Carry trades involve borrowing in one currency at lower interest rates (say in Euro or Japanese Yen) and 'carrying' borrowed funds into investment or lending in another currency, bearing higher interest rates (e.g. into Australia or New Zealand, or Russia or Brazil). The risk involved in such trades is that while you hold carry asset (loan to, say, an Australian company), the currency underlying this asset (in this case AUD) devalues against the currency you borrowed in (e.g. Yen). In this case, your returns in AUD converted into Yen (funds available for the repayment of the loan) become smaller.
With this in mind, carry trades represent significant risks for the recipient economies: if exchange rates move in the direction of devaluing host economy currency, there can be fast unwinding of the carry trades and capital outflow from the host economy.
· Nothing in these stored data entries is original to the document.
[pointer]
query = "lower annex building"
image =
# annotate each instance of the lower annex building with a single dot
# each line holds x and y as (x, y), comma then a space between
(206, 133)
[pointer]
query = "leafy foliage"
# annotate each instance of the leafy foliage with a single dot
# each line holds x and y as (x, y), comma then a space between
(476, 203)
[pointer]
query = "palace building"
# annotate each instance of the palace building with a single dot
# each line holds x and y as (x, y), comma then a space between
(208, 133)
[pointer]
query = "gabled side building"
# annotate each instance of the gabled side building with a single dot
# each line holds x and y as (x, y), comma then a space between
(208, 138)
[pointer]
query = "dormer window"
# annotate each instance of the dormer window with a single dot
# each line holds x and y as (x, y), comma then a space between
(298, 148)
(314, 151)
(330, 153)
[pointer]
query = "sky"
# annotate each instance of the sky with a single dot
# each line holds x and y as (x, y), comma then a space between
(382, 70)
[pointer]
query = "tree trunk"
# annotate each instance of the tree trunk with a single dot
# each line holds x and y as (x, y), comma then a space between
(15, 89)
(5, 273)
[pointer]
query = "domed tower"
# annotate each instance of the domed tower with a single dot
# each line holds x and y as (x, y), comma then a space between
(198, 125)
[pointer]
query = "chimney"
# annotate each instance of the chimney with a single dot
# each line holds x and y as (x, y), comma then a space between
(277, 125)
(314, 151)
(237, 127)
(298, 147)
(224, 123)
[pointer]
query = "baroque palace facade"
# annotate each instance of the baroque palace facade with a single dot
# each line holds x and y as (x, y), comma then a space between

Now, let's define, per BIS, the Carry-to-Risk Ratio as "the attractiveness of carry trades" measured by "the ...risk-adjusted profitability of a carry trade position [e.g. the one-month interest rate differential]... divided by the implied volatility of one-month at-the-money exchange rate options". In simple terms, this ratio measures risk-adjusted returns to carry trades - the higher the ratio, the higher the implied risk-adjusted returns.
Here is a BIS chart mapping the risk-adjusted ratios for carry trades for six major carry trade targets:
Massive devaluation of the Russian Ruble means that carry trades into Russia (borrowing, say in low interest rate euros and buying Russian assets) have fallen off the cliff in terms of expected risk-adjusted returns. There are couple of things this chart suggests:
- Dramatically higher interest rates in Russia under the CBR policy are not enough to compensate for the decline in Ruble valuations;
- Forward expectations are consistent with two things: Ruble devaluing further and Russian interest rates declining from their current levels.
Still, three countries with massive asset bubbles: New Zealand, Australia and Mexico are all suffering from far worse risk-adjusted carry trade performance expectations than Russia.
The Russian performance above pretty much confirms my expectations for continued weakness in Ruble and more accommodative gradual re-positioning of the CBR.